When a control is manipulated, the panel should send an event like

{ "message": "set-state", "data": { "id": <the ID of the control that changed>, "state": <the control's new state> } }

See panel_client._make_update_message()

Questions or concerns?

The C&C server is in Node? It's an extremely good fit due to the highly event-driven nature of this application, reading and writing to the panels and to the web UI. I can say from experience that this will be able to handle many many socket connections without falling over or even slowing. It also simplifies the development environment since the frontend is in JavaScript too.

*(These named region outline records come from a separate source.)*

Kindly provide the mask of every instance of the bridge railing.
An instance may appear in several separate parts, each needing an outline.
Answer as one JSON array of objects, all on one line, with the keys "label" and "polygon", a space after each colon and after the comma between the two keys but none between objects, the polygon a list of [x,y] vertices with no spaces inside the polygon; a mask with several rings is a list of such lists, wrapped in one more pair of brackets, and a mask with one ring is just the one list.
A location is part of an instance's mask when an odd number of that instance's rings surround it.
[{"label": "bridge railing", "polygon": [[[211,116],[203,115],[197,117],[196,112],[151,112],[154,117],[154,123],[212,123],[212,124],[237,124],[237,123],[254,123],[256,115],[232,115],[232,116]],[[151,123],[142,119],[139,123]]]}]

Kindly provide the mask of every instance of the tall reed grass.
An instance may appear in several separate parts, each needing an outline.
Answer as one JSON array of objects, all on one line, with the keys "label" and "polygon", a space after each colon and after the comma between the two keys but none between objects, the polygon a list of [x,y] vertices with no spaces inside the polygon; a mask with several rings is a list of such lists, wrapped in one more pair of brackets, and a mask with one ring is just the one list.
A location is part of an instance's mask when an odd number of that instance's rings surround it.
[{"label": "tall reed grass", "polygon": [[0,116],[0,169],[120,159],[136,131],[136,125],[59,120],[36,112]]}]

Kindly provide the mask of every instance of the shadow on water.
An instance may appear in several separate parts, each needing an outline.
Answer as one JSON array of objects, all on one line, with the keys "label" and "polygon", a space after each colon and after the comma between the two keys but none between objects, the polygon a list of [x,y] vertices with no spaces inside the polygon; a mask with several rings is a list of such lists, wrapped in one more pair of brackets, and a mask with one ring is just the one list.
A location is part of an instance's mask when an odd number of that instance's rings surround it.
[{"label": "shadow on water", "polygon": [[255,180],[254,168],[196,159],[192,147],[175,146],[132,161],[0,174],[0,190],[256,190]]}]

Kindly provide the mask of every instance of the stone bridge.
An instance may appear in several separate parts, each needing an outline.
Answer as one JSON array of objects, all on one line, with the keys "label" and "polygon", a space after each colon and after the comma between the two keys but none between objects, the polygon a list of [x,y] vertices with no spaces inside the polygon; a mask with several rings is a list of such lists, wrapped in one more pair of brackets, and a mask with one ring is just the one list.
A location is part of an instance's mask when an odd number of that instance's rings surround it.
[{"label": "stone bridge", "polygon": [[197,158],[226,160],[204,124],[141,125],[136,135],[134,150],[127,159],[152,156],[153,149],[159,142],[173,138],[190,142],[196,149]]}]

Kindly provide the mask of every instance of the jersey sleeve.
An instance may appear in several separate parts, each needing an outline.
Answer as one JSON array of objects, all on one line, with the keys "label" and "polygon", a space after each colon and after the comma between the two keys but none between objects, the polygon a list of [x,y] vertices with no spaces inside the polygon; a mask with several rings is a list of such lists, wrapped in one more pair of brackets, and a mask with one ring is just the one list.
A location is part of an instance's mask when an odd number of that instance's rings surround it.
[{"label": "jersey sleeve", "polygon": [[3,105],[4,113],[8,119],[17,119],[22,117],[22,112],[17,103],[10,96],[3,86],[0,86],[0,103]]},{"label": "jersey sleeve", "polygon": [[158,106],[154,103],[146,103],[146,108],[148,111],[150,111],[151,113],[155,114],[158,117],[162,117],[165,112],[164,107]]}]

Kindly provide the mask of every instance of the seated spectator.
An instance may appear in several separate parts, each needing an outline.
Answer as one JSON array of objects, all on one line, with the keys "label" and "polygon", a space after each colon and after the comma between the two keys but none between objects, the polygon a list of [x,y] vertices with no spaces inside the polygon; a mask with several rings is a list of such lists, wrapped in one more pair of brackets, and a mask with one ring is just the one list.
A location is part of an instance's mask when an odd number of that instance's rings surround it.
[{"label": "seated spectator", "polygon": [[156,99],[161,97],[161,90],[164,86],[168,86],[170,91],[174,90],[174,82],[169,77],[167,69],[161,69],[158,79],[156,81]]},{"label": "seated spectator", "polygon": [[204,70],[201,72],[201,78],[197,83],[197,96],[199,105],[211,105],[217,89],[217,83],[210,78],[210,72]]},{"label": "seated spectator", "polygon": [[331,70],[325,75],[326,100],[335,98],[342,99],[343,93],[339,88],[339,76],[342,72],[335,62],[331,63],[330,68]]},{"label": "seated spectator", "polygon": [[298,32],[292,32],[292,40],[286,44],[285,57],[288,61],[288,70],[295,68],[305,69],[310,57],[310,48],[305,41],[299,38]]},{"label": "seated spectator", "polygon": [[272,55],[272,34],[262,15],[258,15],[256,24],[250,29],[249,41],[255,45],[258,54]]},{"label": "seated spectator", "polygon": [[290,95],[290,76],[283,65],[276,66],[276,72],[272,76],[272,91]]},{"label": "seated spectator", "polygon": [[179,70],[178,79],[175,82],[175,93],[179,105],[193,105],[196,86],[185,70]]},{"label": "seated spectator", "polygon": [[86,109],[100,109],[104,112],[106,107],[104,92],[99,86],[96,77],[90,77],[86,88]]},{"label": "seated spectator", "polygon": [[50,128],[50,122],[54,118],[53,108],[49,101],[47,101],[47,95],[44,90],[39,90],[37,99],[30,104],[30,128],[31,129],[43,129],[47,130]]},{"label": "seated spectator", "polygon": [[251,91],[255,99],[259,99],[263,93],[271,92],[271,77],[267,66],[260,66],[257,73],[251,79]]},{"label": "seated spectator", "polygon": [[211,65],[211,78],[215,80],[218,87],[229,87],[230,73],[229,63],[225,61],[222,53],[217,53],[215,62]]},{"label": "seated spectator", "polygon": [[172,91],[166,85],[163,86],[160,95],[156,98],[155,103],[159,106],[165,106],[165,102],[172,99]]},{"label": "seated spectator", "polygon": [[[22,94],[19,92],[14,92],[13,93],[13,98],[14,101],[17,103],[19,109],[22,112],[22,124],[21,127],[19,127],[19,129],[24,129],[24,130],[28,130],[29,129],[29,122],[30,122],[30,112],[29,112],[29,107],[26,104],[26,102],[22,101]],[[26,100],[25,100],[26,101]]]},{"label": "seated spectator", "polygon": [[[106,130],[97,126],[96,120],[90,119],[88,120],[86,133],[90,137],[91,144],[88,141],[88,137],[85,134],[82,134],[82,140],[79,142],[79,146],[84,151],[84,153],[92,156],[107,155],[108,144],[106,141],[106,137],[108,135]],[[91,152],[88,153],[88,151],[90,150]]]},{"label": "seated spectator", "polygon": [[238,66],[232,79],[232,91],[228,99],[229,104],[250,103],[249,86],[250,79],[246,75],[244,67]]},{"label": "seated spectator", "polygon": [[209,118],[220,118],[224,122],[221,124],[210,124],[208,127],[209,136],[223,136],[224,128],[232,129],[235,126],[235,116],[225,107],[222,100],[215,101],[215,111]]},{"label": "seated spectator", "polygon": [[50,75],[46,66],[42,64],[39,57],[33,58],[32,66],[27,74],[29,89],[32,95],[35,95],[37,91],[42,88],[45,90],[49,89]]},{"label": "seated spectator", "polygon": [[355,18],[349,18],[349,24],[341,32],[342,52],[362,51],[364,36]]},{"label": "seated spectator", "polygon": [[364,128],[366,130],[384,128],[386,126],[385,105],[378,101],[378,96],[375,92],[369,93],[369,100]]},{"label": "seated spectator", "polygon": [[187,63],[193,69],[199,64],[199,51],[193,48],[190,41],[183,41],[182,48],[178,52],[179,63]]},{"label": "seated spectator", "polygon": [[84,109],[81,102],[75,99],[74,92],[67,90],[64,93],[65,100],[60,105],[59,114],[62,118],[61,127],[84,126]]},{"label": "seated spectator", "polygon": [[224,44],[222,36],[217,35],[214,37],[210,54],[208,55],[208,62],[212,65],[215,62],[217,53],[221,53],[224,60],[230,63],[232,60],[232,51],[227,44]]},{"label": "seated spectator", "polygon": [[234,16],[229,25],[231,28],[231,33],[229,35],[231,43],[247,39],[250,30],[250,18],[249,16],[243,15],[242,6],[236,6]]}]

The panels, separated as they are by the sockets, can easily be in a different language. Python has been chosen for familiarity / availability of Raspberry Pi code snippets.

Running in production

Both the Node server and the Python panel code will be run on Raspberry Pis, the Python code since the control panels need to interface with the controls over serial pins, the Node server so that we don't have to leave a laptop lying out to play the game.

The Raspberry Pis will be wired together over local Ethernet to avoid assuming that the game venue will have reliable WiFi. The panel scripts (panel.py) will be launched with the CONTROLLER_IP environment variable set to the static IP of the control Pi.